MVD-Fusion: Single-view 3D via Depth-consistent Multi-view Generation

Hanzhe Hu; Zhizhuo Zhou; Varun Jampani; Shubham Tulsiani

2024 CVPR CVPR 2024

MVD-Fusion: Single-view 3D via Depth-consistent Multi-view Generation

Abstract

We present MVD-Fusion: a method for single-view 3D inference via generative modeling of multi-view-consistent RGB-D images. While recent methods pursuing 3D inference advocate learning novel-view generative models these generations are not 3D-consistent and require a distillation process to generate a 3D output. We instead cast the task of 3D inference as directly generating mutually-consistent multiple views and build on the insight that additionally inferring depth can provide a mechanism for enforcing this consistency.

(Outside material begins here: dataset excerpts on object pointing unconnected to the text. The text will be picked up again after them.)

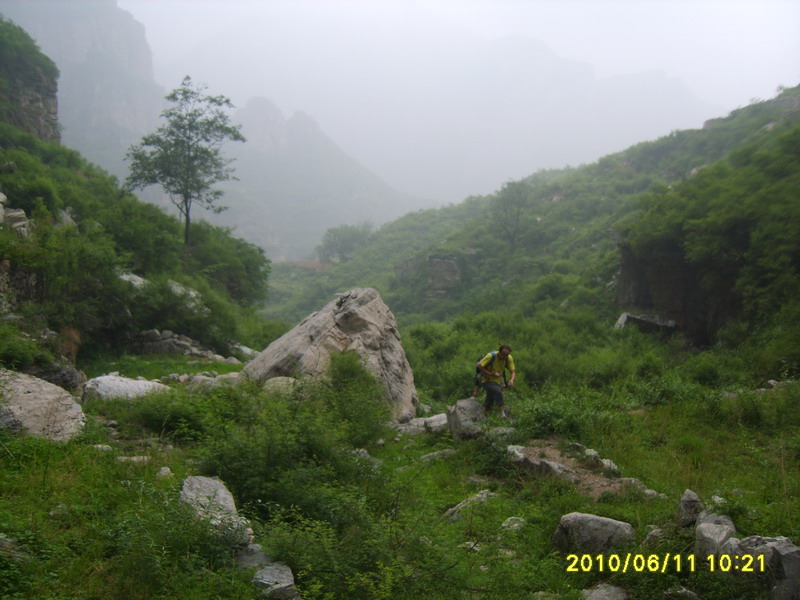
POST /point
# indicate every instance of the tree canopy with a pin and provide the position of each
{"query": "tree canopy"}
(184, 155)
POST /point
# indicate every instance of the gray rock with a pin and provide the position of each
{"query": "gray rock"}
(276, 580)
(438, 455)
(679, 592)
(463, 419)
(710, 537)
(436, 423)
(108, 387)
(604, 591)
(581, 532)
(359, 321)
(65, 376)
(35, 407)
(415, 426)
(481, 497)
(540, 467)
(212, 501)
(689, 508)
(782, 561)
(513, 523)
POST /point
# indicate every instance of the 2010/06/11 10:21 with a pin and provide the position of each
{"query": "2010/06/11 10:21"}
(658, 563)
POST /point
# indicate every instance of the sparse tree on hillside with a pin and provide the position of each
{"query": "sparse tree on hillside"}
(508, 209)
(184, 155)
(341, 243)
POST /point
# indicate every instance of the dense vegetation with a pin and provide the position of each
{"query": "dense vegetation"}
(86, 232)
(529, 265)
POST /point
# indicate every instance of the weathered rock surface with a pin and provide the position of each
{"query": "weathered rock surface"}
(540, 466)
(108, 387)
(359, 321)
(463, 419)
(782, 561)
(33, 406)
(689, 508)
(452, 513)
(605, 591)
(211, 500)
(581, 532)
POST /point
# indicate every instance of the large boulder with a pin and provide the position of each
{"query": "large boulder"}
(358, 320)
(580, 532)
(212, 501)
(36, 407)
(463, 418)
(110, 387)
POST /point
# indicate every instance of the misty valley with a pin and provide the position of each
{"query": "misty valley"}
(236, 362)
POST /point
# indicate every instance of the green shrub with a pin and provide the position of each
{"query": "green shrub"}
(18, 351)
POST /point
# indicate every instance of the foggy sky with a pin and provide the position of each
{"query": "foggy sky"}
(728, 53)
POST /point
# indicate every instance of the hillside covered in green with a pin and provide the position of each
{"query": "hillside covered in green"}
(699, 227)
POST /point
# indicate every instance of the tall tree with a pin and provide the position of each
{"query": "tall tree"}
(184, 155)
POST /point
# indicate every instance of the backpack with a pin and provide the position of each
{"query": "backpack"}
(479, 373)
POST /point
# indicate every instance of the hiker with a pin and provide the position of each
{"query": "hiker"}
(493, 367)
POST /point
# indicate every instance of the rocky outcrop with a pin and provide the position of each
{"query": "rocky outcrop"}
(580, 532)
(107, 96)
(154, 341)
(28, 96)
(30, 405)
(463, 419)
(213, 502)
(358, 320)
(109, 387)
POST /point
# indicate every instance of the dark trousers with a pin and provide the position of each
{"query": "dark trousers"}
(494, 395)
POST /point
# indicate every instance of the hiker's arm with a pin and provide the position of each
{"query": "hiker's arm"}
(487, 371)
(488, 360)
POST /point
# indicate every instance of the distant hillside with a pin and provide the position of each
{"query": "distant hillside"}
(107, 95)
(554, 238)
(449, 115)
(28, 83)
(294, 182)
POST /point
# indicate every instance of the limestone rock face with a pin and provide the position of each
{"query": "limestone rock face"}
(108, 387)
(39, 408)
(358, 320)
(211, 500)
(580, 532)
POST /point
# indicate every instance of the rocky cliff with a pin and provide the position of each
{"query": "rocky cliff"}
(107, 95)
(28, 84)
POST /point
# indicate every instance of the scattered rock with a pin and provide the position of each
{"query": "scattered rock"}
(604, 591)
(276, 580)
(782, 561)
(481, 497)
(438, 455)
(211, 500)
(513, 523)
(358, 320)
(36, 407)
(540, 467)
(689, 508)
(280, 386)
(463, 419)
(109, 387)
(581, 532)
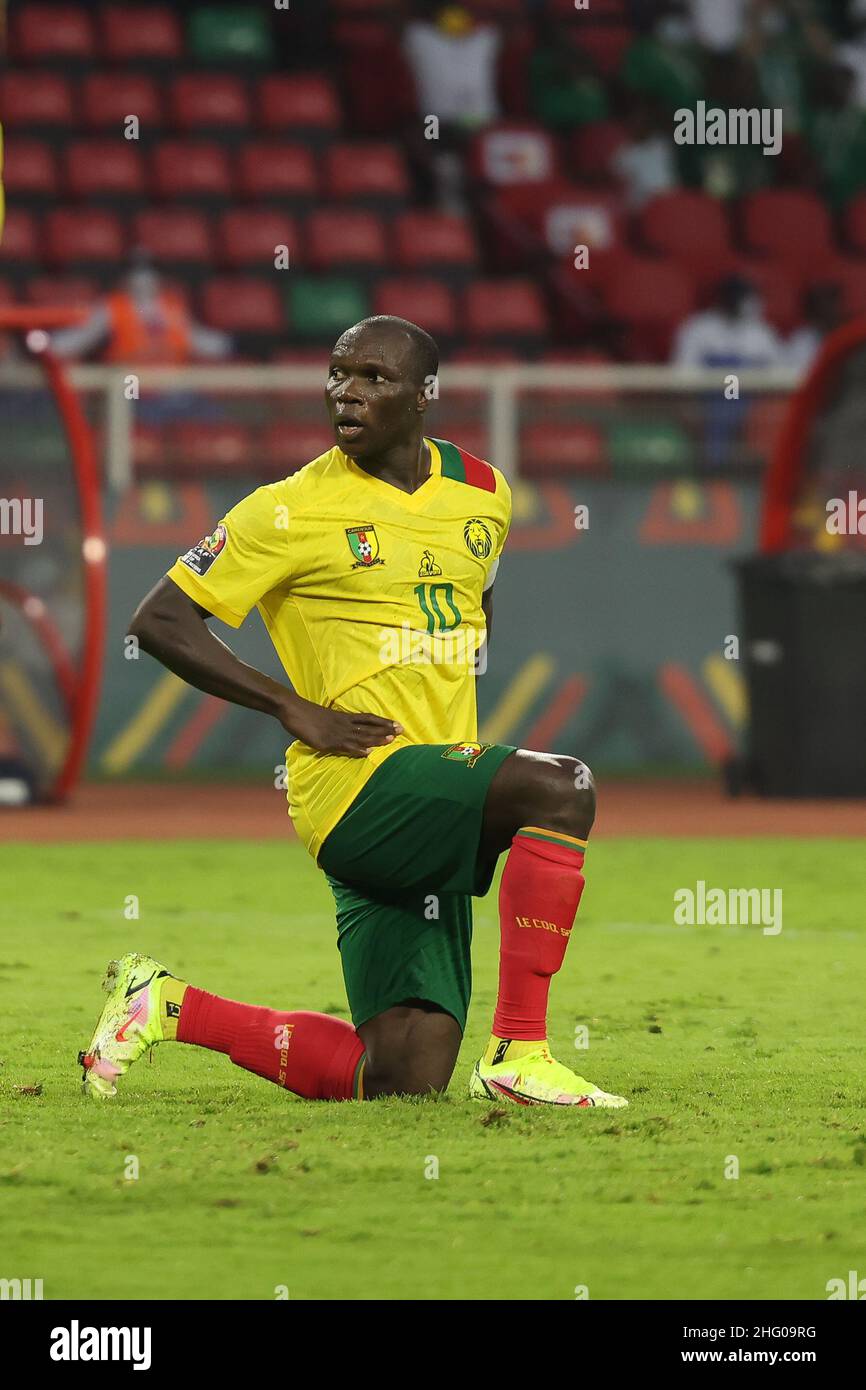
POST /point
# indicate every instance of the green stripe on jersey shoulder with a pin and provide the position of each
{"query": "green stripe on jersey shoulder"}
(452, 462)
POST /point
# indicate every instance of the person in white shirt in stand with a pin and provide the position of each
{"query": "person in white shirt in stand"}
(731, 332)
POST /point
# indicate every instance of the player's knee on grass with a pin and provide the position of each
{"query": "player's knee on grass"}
(559, 794)
(410, 1051)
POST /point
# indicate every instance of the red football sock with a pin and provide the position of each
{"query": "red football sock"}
(538, 898)
(312, 1054)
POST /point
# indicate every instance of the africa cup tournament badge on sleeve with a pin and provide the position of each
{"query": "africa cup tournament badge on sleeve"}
(203, 555)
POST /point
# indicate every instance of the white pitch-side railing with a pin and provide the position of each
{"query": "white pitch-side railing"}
(503, 387)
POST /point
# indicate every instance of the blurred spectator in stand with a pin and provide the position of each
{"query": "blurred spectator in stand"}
(727, 170)
(453, 63)
(730, 335)
(823, 313)
(836, 135)
(565, 91)
(731, 332)
(142, 321)
(666, 63)
(851, 52)
(717, 24)
(645, 163)
(786, 42)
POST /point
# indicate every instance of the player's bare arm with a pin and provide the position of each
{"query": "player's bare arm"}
(173, 627)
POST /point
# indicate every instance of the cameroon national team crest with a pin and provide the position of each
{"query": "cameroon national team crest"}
(364, 545)
(467, 754)
(477, 538)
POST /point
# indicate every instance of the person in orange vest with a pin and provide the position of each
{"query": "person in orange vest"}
(142, 321)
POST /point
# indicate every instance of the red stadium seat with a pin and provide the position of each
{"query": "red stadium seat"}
(352, 7)
(243, 305)
(505, 309)
(652, 296)
(209, 448)
(350, 236)
(277, 171)
(496, 10)
(20, 241)
(298, 103)
(605, 46)
(174, 234)
(107, 99)
(791, 225)
(203, 100)
(603, 10)
(61, 289)
(850, 275)
(53, 31)
(191, 168)
(556, 449)
(424, 239)
(513, 153)
(594, 148)
(513, 75)
(357, 171)
(558, 216)
(367, 52)
(28, 168)
(854, 224)
(104, 168)
(248, 236)
(154, 34)
(572, 217)
(426, 302)
(688, 225)
(35, 99)
(84, 234)
(483, 355)
(288, 445)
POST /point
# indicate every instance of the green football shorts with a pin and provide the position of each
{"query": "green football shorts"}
(403, 865)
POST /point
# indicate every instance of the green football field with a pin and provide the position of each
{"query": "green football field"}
(738, 1051)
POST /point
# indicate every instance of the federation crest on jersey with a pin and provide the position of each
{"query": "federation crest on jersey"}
(478, 538)
(203, 555)
(467, 754)
(364, 545)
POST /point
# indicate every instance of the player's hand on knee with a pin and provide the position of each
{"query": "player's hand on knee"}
(352, 736)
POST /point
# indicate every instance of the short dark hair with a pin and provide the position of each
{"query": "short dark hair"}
(424, 349)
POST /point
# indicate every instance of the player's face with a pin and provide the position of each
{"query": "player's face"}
(371, 398)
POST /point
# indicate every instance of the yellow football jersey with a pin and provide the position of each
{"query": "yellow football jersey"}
(371, 598)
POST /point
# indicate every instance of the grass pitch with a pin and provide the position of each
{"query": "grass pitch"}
(731, 1045)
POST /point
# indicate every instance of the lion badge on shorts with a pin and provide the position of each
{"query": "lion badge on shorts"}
(477, 538)
(467, 754)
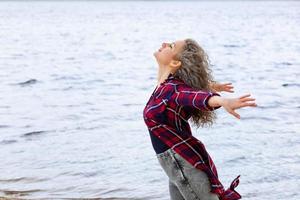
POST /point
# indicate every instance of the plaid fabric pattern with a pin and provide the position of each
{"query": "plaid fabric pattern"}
(166, 115)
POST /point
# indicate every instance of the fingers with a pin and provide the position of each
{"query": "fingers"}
(247, 95)
(249, 104)
(235, 114)
(247, 99)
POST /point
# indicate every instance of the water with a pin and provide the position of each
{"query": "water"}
(75, 76)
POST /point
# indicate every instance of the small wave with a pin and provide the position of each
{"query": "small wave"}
(28, 82)
(33, 133)
(19, 192)
(8, 141)
(291, 85)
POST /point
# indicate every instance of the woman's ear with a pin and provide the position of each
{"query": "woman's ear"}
(175, 63)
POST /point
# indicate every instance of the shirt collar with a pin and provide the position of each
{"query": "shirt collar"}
(170, 76)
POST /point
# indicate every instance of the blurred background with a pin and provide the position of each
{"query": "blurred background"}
(76, 75)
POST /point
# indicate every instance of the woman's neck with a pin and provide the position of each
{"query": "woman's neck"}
(163, 75)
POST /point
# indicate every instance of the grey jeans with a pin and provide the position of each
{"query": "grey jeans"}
(185, 181)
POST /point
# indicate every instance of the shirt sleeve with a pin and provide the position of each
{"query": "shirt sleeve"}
(194, 98)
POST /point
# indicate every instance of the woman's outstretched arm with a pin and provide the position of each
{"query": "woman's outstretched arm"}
(230, 104)
(194, 98)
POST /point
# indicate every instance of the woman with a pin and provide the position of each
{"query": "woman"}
(186, 90)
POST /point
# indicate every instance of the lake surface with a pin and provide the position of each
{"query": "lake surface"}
(75, 77)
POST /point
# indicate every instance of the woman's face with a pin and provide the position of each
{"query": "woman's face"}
(166, 53)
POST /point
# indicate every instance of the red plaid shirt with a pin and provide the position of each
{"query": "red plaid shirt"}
(166, 115)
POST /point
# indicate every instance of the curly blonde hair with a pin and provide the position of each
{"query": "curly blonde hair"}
(195, 71)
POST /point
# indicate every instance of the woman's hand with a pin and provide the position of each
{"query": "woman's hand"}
(220, 87)
(230, 104)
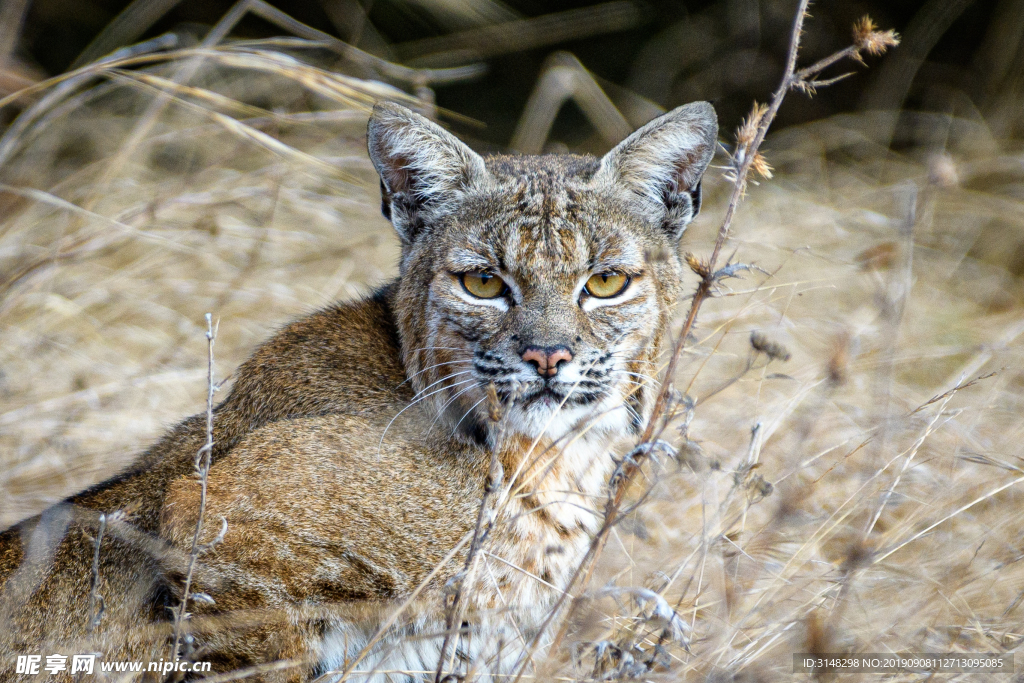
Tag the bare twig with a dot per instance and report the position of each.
(202, 464)
(745, 158)
(95, 599)
(496, 474)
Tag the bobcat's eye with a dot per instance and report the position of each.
(607, 285)
(482, 285)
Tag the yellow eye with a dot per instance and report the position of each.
(482, 285)
(607, 285)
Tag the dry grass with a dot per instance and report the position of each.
(890, 522)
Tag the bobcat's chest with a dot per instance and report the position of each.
(542, 530)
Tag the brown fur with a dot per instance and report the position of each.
(341, 489)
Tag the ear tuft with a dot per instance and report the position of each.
(423, 168)
(663, 163)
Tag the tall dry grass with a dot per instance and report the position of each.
(861, 496)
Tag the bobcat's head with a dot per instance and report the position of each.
(552, 276)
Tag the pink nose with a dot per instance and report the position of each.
(547, 359)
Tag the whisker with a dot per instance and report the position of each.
(411, 404)
(465, 372)
(436, 365)
(471, 409)
(444, 407)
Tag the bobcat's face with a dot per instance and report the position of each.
(550, 276)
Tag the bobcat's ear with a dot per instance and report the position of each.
(663, 164)
(422, 167)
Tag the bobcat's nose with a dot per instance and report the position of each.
(547, 359)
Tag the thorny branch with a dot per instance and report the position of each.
(202, 465)
(745, 157)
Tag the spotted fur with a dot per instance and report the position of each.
(353, 450)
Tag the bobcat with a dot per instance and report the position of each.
(353, 451)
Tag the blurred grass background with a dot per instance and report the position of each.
(891, 244)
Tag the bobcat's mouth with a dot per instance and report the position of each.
(553, 394)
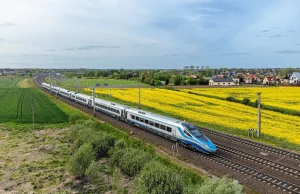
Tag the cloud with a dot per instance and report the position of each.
(237, 54)
(136, 45)
(275, 36)
(189, 54)
(84, 48)
(92, 47)
(7, 24)
(287, 52)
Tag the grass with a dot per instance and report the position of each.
(17, 96)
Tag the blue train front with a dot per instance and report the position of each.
(191, 136)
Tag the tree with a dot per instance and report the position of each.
(192, 67)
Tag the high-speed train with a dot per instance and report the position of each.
(178, 131)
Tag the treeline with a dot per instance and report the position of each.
(188, 76)
(128, 157)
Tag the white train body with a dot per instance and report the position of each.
(173, 129)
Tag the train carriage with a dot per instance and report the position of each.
(82, 99)
(113, 109)
(65, 93)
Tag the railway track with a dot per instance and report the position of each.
(256, 145)
(261, 174)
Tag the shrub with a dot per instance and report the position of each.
(159, 179)
(120, 144)
(102, 144)
(74, 117)
(246, 101)
(215, 186)
(130, 160)
(93, 172)
(82, 158)
(85, 135)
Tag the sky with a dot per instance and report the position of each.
(149, 34)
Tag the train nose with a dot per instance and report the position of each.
(212, 148)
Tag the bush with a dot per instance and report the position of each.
(130, 160)
(246, 101)
(93, 172)
(74, 117)
(85, 135)
(102, 144)
(177, 80)
(230, 98)
(81, 160)
(192, 81)
(215, 186)
(159, 179)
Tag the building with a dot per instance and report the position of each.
(295, 78)
(223, 82)
(252, 79)
(270, 80)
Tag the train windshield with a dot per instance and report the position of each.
(193, 130)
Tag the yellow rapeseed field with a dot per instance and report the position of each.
(213, 112)
(282, 97)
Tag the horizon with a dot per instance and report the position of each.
(62, 34)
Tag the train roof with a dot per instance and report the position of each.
(64, 90)
(110, 103)
(81, 95)
(154, 116)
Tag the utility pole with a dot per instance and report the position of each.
(139, 96)
(94, 101)
(32, 106)
(51, 86)
(77, 85)
(259, 114)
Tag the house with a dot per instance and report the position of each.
(252, 79)
(270, 80)
(295, 78)
(222, 82)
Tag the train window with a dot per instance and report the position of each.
(187, 133)
(169, 129)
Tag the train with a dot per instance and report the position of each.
(184, 133)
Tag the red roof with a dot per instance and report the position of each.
(270, 78)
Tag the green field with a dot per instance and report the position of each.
(71, 83)
(16, 104)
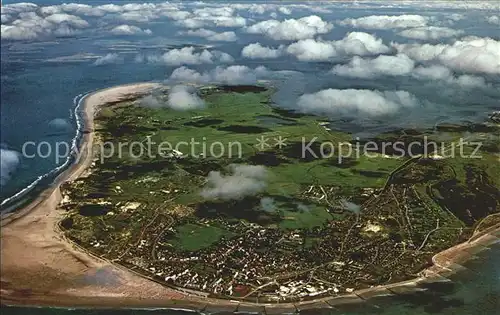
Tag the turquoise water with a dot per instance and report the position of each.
(475, 291)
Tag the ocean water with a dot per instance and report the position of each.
(41, 76)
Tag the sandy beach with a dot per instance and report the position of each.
(40, 267)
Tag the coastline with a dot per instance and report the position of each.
(41, 267)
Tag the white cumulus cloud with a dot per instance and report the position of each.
(112, 58)
(129, 30)
(9, 161)
(257, 51)
(473, 55)
(232, 75)
(430, 32)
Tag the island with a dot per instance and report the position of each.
(235, 203)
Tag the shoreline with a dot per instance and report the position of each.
(41, 267)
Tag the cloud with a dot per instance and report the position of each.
(355, 43)
(441, 73)
(181, 97)
(188, 56)
(312, 50)
(350, 206)
(151, 101)
(291, 29)
(223, 37)
(9, 161)
(211, 35)
(430, 33)
(60, 124)
(372, 68)
(129, 30)
(243, 181)
(257, 51)
(474, 55)
(267, 204)
(30, 26)
(386, 21)
(212, 21)
(112, 58)
(224, 75)
(352, 102)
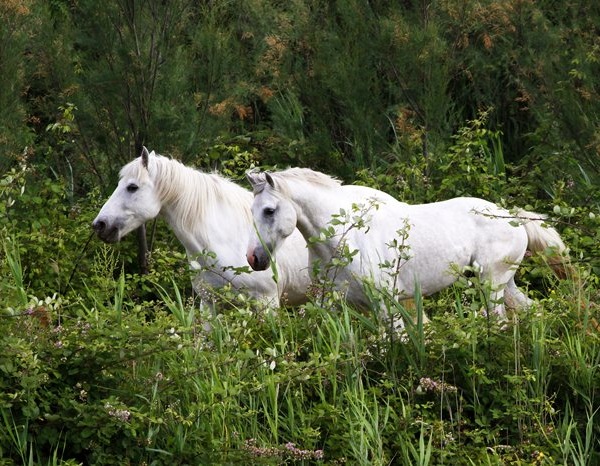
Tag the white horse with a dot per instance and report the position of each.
(211, 217)
(397, 246)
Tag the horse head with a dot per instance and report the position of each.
(134, 201)
(274, 219)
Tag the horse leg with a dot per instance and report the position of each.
(514, 298)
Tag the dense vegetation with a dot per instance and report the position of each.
(425, 100)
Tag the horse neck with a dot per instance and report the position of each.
(205, 211)
(314, 206)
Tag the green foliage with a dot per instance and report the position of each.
(425, 101)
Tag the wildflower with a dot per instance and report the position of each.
(122, 415)
(427, 384)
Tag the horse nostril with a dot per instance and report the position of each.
(99, 226)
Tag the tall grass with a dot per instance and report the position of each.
(322, 382)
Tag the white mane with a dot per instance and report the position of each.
(306, 175)
(194, 196)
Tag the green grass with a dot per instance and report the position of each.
(103, 378)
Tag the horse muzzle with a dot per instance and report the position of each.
(105, 231)
(258, 259)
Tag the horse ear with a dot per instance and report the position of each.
(257, 179)
(269, 179)
(145, 156)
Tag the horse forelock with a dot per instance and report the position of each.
(193, 197)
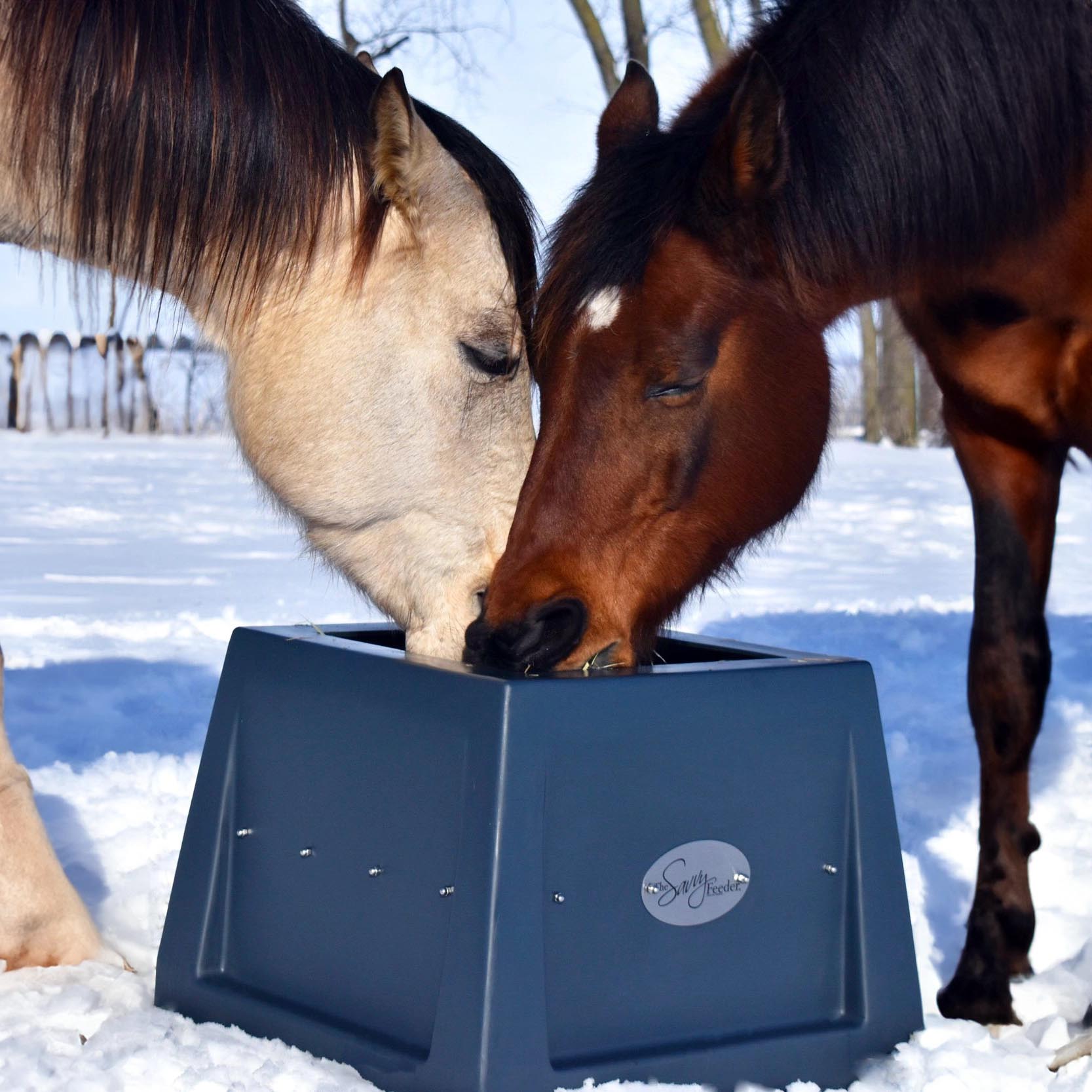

Specifically we train a denoising diffusion model to generate multi-view RGB-D images given a single RGB input image and leverage the (intermediate noisy) depth estimates to obtain reprojection-based conditioning to maintain multi-view consistency. We train our model using large-scale synthetic dataset Obajverse as well as the real-world CO3D dataset comprising of generic camera viewpoints. We demonstrate that our approach can yield more accurate synthesis compared to recent state-of-the-art including distillation-based 3D inference and prior multi-view generation methods. We also evaluate the geometry induced by our multi-view depth prediction and find that it yields a more accurate representation than other direct 3D inference approaches.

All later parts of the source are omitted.